WINNIPEG — The Gray Academy of Jewish Education will receive a larger increase in funding from the Jewish Federation of Winnipeg for 2012-13 than any of its other recipient organizations.

The community’s junior kindergarten to Grade 12 day school is the federation’s largest individual beneficiary agency. Last year, the academy received $860,000, a $40,000 increase from the year before. The school also receives funding from the provincial government, which funds all private schools in the province at 50 per cent of public school funding. This accounts for about 40 per cent of the Gray Academy’s annual budget.

This year, the school requested – and will receive – an addition $35,000.

Bob Freedman, the federation’s executive director, said the Winnipeg Jewish community has grown by about 4,000 people in the last 10 years or so, and “that puts a lot of pressure on the system.
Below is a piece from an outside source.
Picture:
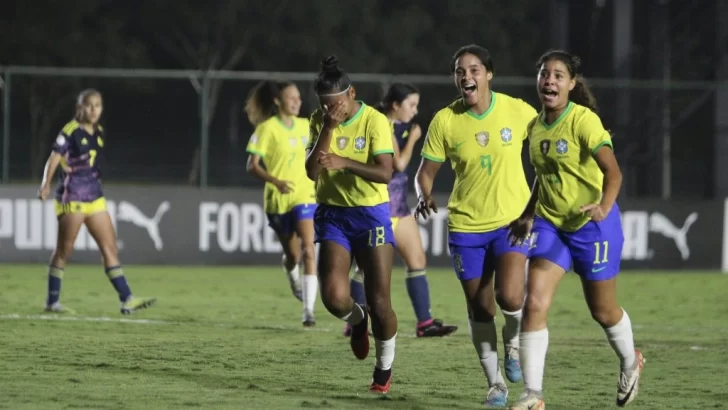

It affects both costs and space.”

He noted as well that the school has a 97 per cent retention rate, increased enrolments in several grades, and is facing long waiting lists in several grades.

The $35,000 will cover an increase of the same amount in the school’s rent, or “licence fees,” at the Asper Jewish Community Campus. The Asper board raised the licence fees by 4.6 per cent last year. The board tried a lottery last winter in an effort to raise enough money to mitigate the increase, but the lottery did not do as well as expected.

The Rady Jewish Community Centre, the campus building’s other major tenant, asked for and received $10,000 more (for a total of $478,500), also to help cover its licence fee increase.

Jewish Child and Family Service – the second-largest recipient of Federation funding – was allocated $712,000 for 2012-13, an increase of about $2,500 over last year. While JCFS asked for a larger increase, Freedman said the agency is in good shape financially and received grants from a number of other sources.

B’nai Brith Jewish Community Camp and Camp Massad received increases of $6,000 and $7,500 respectively. Shalom Residences, which runs group homes for adults with developmental disabilities – was allocated an additional $2,000, while the other beneficiary organizations – the Gwen Secter Creative Living Centre, Aleph Bet Child Life Enrichment, the Jewish Heritage Centre of Western Canada and Temple Shalom Religious School – receive the same level of funding as they did last year.

One new organization will receive funds from the federation this year, Freedman noted – Chabad’s Jewish Learning Institute, which was allocated $5,000 and offers educational programs for adults.

Freedman said that while the Combined Jewish Appeal campaign’s bottom line was much the same last year as it was the year before, there was more to allocate among local agencies because members of the community indicated that their donations should go more for local needs than for international causes. This is the last year that they will be able to designate their donations in this way.